Way, way back in my graduate school days, we studied the work of Chaïm Perelman (and Lucie Olbrechts-Tyteca).  They wrote the book The New Rhetoric (my copy is buried in storage).  Perelman developed this idea of a “universal audience.”  To oversimplify, he argued that every communication moment, every attempt at persuasion, had two audiences – the particular, immediate audience, and then a larger, more “universal” audience.  The size, the make-up of this universal audience was tough to define, but the idea leads to this simple underlying concept:  what you say in one place, to one specific, particular audience, will be heard, and interpreted, (and misinterpreted) in many more places.  And when that happens, people will evaluate you, and your message, in ways that you never quite intended or expected.

I think back to this idea frequently as I read about difficulties in this “information spreads far and wide” society that we now live in.  This morning, there is an article on Slate.com by the always helpful Farhad Manjoo, Didn’t Mean for You To See That, Grandma: Things you post on Facebook have a way of reaching more people than you want. Now the site has a solution. The article addresses Facebook’s new attempt at a solution for the new world problem:  someone puts a photo up for his or her “friends,” and then a parent, or a future boss, finds it.

And, there are more than a few stories about political figures saying something to one person/group, and the audio or video is picked up, and the world hears it.

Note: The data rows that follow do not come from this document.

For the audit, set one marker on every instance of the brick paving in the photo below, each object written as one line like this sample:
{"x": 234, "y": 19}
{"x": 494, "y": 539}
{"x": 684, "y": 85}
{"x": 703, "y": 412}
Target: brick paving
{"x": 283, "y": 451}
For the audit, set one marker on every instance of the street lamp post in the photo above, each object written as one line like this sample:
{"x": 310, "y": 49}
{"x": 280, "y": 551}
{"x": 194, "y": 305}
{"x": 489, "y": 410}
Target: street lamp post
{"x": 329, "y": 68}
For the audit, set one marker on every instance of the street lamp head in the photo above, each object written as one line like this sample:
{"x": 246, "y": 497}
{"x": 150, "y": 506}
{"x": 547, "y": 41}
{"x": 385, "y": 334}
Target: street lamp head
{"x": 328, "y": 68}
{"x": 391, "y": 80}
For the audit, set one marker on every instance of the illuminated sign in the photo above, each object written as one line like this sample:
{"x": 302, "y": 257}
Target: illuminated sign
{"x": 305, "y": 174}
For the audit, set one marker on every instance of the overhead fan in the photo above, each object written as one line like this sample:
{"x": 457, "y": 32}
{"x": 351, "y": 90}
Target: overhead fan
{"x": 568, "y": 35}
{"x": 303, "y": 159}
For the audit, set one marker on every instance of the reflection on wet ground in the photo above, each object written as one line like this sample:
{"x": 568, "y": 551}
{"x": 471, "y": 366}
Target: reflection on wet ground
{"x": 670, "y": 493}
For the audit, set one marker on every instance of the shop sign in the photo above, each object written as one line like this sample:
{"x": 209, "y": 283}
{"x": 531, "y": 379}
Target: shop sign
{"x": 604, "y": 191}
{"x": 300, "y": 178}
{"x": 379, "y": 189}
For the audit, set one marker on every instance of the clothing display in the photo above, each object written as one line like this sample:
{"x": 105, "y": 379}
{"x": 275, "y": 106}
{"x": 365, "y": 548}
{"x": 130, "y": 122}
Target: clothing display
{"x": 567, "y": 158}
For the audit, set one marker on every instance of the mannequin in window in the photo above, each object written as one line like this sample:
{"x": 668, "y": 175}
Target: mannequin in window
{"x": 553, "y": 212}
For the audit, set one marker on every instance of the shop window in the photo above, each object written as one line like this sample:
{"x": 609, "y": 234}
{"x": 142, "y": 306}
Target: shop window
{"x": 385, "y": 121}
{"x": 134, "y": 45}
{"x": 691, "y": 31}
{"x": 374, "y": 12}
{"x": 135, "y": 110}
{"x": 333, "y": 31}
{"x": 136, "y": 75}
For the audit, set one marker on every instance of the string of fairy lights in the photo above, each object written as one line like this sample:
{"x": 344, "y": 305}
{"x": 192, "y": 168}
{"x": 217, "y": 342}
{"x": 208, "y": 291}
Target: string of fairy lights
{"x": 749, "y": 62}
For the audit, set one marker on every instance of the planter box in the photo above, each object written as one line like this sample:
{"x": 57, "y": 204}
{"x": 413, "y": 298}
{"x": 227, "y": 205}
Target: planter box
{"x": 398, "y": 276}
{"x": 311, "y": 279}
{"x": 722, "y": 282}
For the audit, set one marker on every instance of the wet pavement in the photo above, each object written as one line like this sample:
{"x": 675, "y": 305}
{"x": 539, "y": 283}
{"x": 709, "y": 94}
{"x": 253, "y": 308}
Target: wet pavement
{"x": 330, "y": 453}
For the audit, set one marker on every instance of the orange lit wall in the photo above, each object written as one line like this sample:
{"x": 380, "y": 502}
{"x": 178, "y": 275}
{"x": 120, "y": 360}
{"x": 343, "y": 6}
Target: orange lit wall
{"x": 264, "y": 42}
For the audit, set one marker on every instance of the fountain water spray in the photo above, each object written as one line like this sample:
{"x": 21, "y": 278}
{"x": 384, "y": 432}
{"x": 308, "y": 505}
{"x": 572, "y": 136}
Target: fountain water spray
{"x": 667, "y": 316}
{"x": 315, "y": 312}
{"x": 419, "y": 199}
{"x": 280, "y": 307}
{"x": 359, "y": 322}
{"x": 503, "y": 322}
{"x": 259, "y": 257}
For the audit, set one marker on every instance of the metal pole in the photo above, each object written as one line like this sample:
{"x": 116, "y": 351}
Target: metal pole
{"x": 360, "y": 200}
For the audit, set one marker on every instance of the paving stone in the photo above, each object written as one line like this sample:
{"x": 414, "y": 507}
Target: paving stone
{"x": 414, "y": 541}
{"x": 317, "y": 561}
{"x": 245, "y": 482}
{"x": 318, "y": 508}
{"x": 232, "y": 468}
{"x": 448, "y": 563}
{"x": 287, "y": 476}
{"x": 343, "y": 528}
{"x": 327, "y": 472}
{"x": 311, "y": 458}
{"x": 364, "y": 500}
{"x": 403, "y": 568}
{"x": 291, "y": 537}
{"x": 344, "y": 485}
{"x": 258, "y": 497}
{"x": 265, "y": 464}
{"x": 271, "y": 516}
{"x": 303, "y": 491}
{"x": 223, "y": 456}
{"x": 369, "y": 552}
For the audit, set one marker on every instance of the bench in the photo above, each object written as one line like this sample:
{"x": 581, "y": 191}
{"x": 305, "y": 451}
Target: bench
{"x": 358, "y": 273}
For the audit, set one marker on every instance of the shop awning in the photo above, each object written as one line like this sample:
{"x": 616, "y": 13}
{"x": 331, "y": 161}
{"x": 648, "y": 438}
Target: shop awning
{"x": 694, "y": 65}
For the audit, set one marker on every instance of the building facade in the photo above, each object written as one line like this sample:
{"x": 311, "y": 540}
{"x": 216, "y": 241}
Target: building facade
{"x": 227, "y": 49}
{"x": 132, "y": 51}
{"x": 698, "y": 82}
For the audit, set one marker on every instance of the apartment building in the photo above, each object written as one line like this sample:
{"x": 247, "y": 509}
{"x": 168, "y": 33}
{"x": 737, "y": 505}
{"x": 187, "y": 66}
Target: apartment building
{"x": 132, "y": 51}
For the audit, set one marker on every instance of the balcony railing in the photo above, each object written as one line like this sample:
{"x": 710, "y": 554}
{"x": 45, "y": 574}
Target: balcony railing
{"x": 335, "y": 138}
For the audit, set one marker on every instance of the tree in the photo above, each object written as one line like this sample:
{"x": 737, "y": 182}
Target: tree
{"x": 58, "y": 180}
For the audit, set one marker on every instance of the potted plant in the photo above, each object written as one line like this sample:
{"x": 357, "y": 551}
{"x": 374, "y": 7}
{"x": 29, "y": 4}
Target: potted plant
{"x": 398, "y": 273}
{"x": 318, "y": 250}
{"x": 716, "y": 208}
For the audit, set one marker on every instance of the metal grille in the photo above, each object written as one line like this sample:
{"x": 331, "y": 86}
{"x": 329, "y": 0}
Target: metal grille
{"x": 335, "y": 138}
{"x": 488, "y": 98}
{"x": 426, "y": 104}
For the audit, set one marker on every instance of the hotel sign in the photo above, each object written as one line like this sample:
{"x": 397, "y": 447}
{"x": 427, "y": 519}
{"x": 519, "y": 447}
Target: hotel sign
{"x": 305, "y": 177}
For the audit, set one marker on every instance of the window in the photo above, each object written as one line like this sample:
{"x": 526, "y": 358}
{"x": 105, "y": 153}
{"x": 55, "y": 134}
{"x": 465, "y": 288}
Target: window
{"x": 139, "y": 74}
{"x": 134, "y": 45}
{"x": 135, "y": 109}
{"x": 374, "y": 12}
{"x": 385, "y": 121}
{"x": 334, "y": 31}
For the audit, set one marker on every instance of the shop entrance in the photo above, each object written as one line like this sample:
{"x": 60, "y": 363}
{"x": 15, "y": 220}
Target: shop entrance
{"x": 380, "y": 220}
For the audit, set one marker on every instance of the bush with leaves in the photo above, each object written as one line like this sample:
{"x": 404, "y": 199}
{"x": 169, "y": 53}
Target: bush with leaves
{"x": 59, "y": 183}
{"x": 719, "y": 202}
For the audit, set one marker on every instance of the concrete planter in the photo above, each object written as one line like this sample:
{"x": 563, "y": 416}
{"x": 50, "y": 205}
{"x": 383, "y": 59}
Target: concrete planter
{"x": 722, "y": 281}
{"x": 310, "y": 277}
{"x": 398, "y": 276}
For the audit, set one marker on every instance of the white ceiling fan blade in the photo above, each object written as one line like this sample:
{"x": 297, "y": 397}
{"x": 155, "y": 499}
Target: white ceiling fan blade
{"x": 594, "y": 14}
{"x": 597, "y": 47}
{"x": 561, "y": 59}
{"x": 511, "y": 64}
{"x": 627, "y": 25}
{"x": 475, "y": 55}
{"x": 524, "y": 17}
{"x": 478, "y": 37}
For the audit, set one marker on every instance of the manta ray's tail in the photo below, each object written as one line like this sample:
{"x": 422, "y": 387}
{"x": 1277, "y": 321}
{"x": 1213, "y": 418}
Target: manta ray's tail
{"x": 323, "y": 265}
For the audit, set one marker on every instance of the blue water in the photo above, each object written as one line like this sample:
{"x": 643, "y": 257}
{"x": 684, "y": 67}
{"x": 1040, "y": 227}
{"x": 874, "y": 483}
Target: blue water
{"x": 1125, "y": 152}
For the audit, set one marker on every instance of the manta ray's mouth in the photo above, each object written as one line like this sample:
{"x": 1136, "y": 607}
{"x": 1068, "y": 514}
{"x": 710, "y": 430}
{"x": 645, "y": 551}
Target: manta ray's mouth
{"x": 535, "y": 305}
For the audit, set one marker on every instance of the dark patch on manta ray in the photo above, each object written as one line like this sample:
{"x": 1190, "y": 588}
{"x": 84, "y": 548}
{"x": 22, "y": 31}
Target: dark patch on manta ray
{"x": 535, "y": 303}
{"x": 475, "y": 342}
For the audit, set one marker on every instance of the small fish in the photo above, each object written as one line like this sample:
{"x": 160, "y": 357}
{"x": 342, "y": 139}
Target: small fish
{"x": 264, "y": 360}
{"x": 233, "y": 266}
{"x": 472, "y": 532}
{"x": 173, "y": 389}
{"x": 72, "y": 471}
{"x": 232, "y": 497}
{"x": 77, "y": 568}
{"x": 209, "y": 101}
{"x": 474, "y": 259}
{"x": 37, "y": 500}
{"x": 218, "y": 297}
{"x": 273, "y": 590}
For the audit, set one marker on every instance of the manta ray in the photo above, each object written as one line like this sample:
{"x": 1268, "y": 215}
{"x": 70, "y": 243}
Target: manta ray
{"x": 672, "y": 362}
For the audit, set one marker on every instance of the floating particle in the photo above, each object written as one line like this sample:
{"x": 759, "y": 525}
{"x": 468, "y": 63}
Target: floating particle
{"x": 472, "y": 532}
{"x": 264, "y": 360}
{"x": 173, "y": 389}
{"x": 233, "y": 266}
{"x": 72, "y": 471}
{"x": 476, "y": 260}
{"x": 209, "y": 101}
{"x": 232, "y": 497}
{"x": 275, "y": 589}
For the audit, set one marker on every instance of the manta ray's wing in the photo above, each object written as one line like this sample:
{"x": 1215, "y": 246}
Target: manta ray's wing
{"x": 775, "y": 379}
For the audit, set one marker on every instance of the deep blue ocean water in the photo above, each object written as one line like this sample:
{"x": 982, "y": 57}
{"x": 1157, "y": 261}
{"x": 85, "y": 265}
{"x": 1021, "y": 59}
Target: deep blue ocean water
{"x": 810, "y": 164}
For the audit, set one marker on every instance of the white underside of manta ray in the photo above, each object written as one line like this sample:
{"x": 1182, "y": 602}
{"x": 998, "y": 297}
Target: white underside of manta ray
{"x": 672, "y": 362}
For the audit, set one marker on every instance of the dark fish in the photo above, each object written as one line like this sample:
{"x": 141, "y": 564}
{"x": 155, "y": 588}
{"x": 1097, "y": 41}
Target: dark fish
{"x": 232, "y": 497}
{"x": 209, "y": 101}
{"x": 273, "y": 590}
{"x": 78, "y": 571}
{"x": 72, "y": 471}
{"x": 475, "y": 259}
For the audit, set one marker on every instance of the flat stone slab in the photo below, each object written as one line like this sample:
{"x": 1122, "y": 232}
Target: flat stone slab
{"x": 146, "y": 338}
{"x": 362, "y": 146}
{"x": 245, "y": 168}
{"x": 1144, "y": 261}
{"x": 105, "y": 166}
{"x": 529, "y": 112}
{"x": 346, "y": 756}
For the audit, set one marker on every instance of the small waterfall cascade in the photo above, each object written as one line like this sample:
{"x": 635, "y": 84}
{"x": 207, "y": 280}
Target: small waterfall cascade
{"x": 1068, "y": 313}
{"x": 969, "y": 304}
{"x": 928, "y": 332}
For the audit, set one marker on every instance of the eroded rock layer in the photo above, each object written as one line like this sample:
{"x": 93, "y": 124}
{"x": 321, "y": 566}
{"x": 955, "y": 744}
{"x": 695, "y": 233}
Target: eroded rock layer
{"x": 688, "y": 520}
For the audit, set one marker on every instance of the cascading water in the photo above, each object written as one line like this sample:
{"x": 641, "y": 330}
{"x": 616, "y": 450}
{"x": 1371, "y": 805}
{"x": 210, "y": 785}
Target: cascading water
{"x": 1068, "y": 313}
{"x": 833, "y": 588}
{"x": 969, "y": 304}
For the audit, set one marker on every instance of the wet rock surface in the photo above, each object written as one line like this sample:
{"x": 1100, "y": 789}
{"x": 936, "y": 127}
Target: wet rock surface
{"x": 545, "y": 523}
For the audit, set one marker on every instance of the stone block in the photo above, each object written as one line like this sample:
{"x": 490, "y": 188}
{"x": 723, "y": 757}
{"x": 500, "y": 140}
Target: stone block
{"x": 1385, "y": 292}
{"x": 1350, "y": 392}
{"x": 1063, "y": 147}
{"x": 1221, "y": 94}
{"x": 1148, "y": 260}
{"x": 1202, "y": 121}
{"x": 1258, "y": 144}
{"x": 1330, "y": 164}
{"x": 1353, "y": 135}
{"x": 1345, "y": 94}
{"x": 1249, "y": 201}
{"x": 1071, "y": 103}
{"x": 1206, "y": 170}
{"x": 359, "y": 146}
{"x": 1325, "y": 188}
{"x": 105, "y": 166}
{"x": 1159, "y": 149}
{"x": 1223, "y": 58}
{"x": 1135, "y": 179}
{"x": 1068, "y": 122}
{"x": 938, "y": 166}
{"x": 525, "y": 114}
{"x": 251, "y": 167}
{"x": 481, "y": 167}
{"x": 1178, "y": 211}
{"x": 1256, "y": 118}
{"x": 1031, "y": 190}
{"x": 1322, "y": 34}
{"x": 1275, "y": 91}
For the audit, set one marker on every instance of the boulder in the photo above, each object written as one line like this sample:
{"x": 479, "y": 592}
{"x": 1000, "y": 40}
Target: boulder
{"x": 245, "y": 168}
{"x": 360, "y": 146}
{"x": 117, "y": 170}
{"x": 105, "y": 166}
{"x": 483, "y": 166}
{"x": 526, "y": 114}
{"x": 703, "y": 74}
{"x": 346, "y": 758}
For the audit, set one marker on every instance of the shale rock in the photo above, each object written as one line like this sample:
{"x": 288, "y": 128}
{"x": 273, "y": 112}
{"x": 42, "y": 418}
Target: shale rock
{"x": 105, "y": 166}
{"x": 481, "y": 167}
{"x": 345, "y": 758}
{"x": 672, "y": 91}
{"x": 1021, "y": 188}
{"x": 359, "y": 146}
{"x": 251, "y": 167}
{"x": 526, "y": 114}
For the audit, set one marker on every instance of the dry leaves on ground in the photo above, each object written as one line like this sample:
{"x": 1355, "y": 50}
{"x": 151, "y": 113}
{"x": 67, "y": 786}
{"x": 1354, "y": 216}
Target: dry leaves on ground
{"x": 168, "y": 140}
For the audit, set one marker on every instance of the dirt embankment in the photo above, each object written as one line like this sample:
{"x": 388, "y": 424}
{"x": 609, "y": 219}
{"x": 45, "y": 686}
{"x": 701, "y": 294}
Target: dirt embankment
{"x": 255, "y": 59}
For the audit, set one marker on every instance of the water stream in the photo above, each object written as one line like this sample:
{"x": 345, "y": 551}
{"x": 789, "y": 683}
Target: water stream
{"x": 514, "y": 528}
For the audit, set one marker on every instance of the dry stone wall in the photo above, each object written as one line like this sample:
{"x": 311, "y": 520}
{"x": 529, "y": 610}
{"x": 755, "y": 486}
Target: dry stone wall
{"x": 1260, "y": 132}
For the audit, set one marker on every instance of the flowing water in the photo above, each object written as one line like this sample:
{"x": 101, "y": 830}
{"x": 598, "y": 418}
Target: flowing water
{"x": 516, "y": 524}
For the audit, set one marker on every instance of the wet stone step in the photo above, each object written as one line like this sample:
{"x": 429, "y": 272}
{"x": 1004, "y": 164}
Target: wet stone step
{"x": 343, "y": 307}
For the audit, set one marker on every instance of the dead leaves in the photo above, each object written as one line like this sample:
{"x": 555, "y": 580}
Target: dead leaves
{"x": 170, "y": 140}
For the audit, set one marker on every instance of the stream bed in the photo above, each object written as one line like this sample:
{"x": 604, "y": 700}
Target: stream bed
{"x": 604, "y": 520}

In other words, there are basically no “closed audiences” any more.  You cannot guarantee control of your audience.  Or, consider it this way.  “What you say in Vegas doesn’t stay in Vegas.”

Here are a couple of observations:

#1 – Always assume that what you say to one audience, even an audience of one, will be heard by a much, much larger audience. So, be intentional, be thoughtful, be a grown-up…be careful.

#2 – This can be good news. Sure, you can say something that will hurt you  But you can also say things, do things, that when spread far and wide, the larger audience thinks more highly of you.

It’s the new world.  What you say to one audience will most likely be heard by a much larger audience.  Remember that every audience can be bigger than you ever imagined – remember your universal audience.